The board heard from a number of parents, former students and members of the community, some in support of the article and others against it.
Schools Superintendant Wayne Miller said he had received a formal complaint from parent Charlene Waggoner regarding the content selection and supervision of the yearbook.
Waggoner said her complaint is with the staff member who should have been overseeing the production and editing of the yearbook. She described the publication of the article as a "purposeful and insubordinate act."
Others who spoke against the article also placed the blame on journalism teacher James Yoakley, who supervises the school newspaper and yearbook.
"I believe he intentionally knew what was going to happen," said parent Kim Jaggers.
Parent Bobby Hamilton agreed that the staff advisers should be held accountable.
"It all comes back to leadership," he said.
Yoakley, who has said that he believes in allowing the students to direct the production of the yearbook, could not be reached for comment.

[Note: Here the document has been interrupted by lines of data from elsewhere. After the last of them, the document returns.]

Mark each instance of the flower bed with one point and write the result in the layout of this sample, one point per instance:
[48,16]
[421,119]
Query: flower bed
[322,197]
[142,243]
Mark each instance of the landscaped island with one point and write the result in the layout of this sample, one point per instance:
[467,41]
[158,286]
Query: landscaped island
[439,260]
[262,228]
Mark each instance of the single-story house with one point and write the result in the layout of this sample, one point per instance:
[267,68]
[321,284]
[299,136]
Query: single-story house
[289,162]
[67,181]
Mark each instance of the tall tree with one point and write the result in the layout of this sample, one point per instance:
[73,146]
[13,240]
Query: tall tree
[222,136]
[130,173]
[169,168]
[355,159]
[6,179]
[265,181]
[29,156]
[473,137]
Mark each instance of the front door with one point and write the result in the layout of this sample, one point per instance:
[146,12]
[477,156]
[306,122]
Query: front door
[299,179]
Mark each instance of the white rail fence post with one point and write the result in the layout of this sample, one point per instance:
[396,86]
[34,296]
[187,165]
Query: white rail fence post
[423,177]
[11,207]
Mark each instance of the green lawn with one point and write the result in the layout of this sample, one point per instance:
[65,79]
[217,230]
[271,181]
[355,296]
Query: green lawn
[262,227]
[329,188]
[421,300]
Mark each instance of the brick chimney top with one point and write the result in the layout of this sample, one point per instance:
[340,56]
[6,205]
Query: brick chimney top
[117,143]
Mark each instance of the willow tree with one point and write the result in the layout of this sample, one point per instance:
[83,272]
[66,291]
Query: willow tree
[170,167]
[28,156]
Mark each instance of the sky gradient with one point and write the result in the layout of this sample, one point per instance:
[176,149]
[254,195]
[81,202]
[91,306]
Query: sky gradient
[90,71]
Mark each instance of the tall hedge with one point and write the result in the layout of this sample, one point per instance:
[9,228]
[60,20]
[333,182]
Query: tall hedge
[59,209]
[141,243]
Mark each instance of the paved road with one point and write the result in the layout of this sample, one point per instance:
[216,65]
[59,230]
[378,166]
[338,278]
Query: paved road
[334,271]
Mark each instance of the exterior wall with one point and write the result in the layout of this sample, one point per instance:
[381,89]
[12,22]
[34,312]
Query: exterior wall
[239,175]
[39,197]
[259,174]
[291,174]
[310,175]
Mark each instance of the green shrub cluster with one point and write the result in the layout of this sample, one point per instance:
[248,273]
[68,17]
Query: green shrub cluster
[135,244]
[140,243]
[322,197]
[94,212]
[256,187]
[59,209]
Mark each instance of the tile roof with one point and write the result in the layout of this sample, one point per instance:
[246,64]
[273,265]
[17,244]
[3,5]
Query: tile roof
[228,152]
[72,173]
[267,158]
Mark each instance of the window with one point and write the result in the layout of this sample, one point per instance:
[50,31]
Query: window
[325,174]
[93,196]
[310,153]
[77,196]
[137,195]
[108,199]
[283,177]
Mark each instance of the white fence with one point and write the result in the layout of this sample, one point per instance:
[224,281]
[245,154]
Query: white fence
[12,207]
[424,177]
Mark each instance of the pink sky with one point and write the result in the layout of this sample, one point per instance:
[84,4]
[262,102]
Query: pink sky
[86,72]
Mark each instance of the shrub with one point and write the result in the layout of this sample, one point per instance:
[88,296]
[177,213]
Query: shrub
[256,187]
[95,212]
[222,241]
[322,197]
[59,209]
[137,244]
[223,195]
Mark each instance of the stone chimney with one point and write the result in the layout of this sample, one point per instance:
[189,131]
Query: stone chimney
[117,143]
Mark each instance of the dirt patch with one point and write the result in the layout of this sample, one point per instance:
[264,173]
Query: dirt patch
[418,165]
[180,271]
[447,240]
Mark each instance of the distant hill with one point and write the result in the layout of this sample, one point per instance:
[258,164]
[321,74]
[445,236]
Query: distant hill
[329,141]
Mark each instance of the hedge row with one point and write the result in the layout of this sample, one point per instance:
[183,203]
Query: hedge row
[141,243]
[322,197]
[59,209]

Pastor Phil Gower of Friendsville said he thought the article was inappropriate for publication in a school year book, but stressed that his disagreement did not indicate hatred of any person or group.
"Just because you don't like something that someone does, doesn't mean that you hate them," he said.

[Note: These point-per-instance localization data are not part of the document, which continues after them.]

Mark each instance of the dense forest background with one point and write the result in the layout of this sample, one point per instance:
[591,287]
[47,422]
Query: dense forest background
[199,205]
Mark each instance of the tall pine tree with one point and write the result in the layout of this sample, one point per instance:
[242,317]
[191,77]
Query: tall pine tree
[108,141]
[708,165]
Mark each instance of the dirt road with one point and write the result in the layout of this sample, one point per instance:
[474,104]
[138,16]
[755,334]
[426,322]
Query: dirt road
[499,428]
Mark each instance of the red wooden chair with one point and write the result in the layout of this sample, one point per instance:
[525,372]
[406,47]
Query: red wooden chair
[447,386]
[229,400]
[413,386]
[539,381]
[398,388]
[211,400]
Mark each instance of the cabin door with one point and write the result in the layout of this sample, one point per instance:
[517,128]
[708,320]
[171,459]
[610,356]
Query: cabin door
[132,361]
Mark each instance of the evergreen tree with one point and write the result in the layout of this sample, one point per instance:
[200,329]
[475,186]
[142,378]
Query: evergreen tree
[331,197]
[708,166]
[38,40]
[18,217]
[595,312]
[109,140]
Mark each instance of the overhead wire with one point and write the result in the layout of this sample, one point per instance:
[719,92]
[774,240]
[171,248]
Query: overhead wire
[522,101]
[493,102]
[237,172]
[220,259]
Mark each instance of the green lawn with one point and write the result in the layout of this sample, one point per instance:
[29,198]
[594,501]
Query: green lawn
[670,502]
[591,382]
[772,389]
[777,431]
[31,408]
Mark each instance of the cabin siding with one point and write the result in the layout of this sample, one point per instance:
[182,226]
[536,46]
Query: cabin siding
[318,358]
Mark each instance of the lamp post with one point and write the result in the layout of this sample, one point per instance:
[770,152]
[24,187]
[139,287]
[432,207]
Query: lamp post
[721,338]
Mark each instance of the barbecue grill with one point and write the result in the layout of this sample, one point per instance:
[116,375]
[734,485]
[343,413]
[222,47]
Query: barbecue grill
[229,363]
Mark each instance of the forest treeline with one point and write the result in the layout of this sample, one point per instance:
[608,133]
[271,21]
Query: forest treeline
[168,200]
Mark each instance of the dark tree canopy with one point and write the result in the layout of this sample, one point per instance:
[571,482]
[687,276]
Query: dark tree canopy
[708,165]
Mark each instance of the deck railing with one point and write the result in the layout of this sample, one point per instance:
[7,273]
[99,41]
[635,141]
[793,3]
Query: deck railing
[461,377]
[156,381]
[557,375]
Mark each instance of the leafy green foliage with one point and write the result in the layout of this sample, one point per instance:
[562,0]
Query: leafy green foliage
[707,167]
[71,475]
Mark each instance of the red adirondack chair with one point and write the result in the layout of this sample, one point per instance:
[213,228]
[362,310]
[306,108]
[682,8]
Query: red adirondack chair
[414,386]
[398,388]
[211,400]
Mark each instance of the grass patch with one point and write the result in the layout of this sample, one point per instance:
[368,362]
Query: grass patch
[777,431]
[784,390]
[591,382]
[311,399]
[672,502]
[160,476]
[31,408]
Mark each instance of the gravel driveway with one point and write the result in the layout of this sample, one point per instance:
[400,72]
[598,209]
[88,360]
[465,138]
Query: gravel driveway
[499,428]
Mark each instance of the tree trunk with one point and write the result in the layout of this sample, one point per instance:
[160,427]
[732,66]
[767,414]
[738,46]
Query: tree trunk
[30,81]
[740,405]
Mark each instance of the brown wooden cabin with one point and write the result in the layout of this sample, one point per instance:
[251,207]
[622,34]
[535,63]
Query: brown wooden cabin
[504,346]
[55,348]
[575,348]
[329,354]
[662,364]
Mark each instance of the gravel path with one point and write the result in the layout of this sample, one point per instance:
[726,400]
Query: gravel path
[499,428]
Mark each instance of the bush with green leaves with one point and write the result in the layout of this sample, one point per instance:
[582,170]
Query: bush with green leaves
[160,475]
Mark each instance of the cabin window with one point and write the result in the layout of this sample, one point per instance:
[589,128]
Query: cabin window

Several people spoke in support of Yoakley and the decision to publish the article, including Hannah Smith, a 2006 graduate of Lenoir City High.
"It's not about sexuality, it's about being different," she said.

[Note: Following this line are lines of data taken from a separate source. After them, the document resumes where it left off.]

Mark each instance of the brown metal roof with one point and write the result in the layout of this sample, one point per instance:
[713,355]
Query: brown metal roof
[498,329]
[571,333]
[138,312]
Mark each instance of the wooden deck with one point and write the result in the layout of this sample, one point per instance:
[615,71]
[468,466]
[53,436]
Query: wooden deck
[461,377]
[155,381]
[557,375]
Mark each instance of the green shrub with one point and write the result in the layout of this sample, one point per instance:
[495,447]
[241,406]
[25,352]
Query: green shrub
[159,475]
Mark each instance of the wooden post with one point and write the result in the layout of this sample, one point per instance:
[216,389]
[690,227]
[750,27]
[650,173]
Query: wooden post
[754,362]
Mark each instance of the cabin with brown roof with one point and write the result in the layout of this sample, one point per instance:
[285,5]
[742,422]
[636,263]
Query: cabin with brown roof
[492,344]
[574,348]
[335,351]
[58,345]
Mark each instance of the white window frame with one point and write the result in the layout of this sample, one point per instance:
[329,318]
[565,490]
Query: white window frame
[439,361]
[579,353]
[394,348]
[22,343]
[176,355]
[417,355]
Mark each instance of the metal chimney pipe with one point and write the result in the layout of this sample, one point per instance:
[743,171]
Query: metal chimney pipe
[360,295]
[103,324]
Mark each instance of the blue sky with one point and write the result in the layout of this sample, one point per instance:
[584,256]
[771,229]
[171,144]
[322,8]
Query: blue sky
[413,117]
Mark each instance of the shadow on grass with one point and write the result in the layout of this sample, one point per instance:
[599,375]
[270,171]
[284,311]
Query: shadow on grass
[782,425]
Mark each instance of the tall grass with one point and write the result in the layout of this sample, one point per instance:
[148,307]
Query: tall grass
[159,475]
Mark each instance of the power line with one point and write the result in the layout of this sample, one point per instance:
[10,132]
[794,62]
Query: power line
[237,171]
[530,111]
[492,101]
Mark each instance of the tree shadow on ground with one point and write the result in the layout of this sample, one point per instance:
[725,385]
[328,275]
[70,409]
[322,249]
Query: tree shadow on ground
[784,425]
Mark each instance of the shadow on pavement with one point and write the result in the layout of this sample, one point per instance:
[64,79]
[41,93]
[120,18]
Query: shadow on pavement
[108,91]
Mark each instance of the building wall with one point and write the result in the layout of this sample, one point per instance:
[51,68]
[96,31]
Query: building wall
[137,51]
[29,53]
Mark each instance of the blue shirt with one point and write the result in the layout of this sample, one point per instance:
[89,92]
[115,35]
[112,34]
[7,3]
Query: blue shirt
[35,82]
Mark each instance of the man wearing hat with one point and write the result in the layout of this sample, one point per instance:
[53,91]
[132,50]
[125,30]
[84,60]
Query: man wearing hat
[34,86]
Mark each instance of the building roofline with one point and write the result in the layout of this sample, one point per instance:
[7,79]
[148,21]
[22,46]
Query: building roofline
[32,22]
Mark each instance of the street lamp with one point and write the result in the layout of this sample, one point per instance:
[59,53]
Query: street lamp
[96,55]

Smith said she has a son with special needs who may attend the high school someday and she doesn't want him to feel bad about being unique.
"He shouldn't have to be scared for being different," she said.
Jim Patton defended the year book staff and said that the year book should be by students for students. Parents need to understand that their children are going to meet a diverse spectrum of people throughout their life.
"It's your job to teach your children about other people's differences," he said.
Eric Glandon, a former LCHS student, called for restraint on both sides of the issue and asked parents to trust the school board.
"They're good people and they'll make the right decision," he said.
A number of parents said they were concerned about rumors that gay student Zac Mitchell would not be allowed to walk in the graduation ceremony or that some form of protest would disrupt the proceedings.
"He'll walk with his class. He knows he's welcome," Miller said.
Nobody is going to disrupt the graduation, Miller said.
"They've worked 12 years for this. Shame on anyone who forgets that," he said.
Lenoir City High Principal Steve Millsaps said he was extremely proud of the way the students in his school have dealt with the recent controversy. He said he doesn't expect any problems at graduation.
Also during Wednesday's meeting, Millsaps confirmed that substitute Spanish teacher Karmen Stephenson was dismissed last week for inappropriate comments made in the signing of student yearbooks.
Also, in-school suspension teacher Corey Benjamin, who also coached basketball, resigned last week over inappropriate text messages to students.
At Lenoir City Middle School, social studies teacher and assistant baseball coach Donald Balcom also choose to resign after a fight between two students following a baseball game.